Stamp Duty Land Tax
Rates
As widely expected, the Chancellor announced increases in SDLT on high-value properties. This was presented as a measure which would balance the proposed cut in the 50% rate, although there are far more 50% taxpayers than purchasers of £2m properties. A new 7% rate will apply to transfers of residential property for more than £2m where the date of completion is after 21 March 2012. A transitional measure should preserve the benefit of the former rate (5%) where an unconditional contract had been made by Budget day.
Anti-avoidance
Also as widely expected, the Chancellor announced measures to close down the widespread avoidance of SDLT on high value residences involving the transfer of the property to a company, usually registered offshore. It is then possible to sell the shares in the company rather than the property, attracting a 0.5% charge to Stamp Duty (or no tax at all) instead of the 5% applicable to transfers of land.

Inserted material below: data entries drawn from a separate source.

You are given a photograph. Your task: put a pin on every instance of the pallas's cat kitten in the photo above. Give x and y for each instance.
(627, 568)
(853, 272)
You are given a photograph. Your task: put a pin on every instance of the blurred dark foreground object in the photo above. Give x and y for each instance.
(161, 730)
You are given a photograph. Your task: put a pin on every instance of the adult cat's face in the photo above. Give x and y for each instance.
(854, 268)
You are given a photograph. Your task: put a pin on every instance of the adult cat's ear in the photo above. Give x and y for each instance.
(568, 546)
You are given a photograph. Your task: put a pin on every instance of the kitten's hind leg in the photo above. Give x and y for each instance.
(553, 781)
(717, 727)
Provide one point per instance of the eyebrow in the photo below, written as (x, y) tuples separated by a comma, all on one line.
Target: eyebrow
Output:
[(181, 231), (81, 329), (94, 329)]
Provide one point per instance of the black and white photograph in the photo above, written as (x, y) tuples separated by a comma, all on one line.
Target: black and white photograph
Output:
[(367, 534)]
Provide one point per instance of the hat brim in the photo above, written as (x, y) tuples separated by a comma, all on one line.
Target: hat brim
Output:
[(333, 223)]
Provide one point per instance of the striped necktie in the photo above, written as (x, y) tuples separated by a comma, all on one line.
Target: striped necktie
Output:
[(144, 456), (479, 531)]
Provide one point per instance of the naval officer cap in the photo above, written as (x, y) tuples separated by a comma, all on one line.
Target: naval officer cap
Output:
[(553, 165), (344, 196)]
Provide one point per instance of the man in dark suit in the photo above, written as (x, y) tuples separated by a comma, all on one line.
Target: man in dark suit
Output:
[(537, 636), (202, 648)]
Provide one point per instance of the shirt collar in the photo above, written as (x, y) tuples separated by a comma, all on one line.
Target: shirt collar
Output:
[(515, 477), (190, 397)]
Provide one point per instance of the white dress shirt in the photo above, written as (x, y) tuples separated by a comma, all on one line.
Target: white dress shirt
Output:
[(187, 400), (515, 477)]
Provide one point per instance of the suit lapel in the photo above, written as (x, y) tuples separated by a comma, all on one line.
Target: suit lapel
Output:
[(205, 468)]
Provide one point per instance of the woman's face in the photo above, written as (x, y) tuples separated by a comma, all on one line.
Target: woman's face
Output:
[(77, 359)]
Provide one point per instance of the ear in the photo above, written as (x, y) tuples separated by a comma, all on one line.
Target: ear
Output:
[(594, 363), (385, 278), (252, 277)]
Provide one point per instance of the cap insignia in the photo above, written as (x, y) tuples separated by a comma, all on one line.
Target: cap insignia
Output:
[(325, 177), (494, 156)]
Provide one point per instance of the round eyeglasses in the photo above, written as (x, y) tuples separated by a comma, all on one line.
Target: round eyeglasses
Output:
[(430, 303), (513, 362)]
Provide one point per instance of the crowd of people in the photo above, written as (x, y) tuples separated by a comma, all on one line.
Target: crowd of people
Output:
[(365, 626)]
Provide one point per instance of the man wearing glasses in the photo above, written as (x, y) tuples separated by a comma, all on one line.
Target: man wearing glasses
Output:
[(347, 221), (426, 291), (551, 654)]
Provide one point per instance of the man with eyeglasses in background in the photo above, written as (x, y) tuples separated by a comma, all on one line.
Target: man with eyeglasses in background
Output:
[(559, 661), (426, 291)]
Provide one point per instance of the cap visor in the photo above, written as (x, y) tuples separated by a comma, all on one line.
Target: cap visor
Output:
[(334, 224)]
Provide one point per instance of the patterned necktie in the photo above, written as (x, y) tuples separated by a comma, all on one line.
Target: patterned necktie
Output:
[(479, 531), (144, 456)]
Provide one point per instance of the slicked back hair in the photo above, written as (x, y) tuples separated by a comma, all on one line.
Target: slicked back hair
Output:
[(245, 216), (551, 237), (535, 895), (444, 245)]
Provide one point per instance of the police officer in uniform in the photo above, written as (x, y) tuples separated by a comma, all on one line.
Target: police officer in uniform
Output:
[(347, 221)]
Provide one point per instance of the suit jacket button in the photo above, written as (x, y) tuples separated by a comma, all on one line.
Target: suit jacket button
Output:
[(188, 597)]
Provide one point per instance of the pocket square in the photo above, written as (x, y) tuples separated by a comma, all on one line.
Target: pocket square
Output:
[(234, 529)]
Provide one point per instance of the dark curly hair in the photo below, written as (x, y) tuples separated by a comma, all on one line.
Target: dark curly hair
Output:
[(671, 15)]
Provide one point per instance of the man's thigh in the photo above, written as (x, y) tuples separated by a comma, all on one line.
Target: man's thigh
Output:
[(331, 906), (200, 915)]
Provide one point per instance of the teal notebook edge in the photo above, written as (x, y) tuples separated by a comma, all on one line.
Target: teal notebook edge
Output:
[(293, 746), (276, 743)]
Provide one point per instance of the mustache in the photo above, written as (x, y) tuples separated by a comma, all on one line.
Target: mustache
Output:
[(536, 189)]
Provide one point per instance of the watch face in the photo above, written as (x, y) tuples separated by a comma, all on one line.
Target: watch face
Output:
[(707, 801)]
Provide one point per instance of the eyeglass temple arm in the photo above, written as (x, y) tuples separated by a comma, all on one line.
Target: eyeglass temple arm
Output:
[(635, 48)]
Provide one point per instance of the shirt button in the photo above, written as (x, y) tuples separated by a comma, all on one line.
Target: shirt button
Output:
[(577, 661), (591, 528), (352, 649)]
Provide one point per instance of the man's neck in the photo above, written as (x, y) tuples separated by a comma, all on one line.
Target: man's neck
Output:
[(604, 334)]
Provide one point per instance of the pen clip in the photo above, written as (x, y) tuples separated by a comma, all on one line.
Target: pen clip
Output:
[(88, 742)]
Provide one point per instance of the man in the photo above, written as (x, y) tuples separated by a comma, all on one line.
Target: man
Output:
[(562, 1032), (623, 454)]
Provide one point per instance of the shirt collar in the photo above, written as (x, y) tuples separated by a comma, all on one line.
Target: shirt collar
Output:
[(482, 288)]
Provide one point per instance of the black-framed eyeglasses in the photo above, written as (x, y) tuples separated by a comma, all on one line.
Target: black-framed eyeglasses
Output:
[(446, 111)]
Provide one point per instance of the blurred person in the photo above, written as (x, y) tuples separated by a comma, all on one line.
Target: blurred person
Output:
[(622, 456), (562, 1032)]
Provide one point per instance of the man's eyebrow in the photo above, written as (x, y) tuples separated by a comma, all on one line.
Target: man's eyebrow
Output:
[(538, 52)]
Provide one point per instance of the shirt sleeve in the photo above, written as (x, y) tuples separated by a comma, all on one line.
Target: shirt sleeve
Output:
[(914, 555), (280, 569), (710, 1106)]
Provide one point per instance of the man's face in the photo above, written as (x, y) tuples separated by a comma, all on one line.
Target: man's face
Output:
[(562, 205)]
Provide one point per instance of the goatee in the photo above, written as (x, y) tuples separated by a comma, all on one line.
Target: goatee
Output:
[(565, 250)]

A new charge at 15% will apply with immediate effect to transfers of a residential property worth over £2m into a company. The avoidance will still be possible after that, but such a huge upfront charge is likely to make it unattractive.
Mr Osborne also announced a consultation exercise on possible ways of levying annual charges on those who have already set up such structures. He said he found aggressive tax avoidance of this type ‘morally repugnant’ and stated that those who engaged in it had been warned that the tax law would be used to make sure they paid an appropriate amount.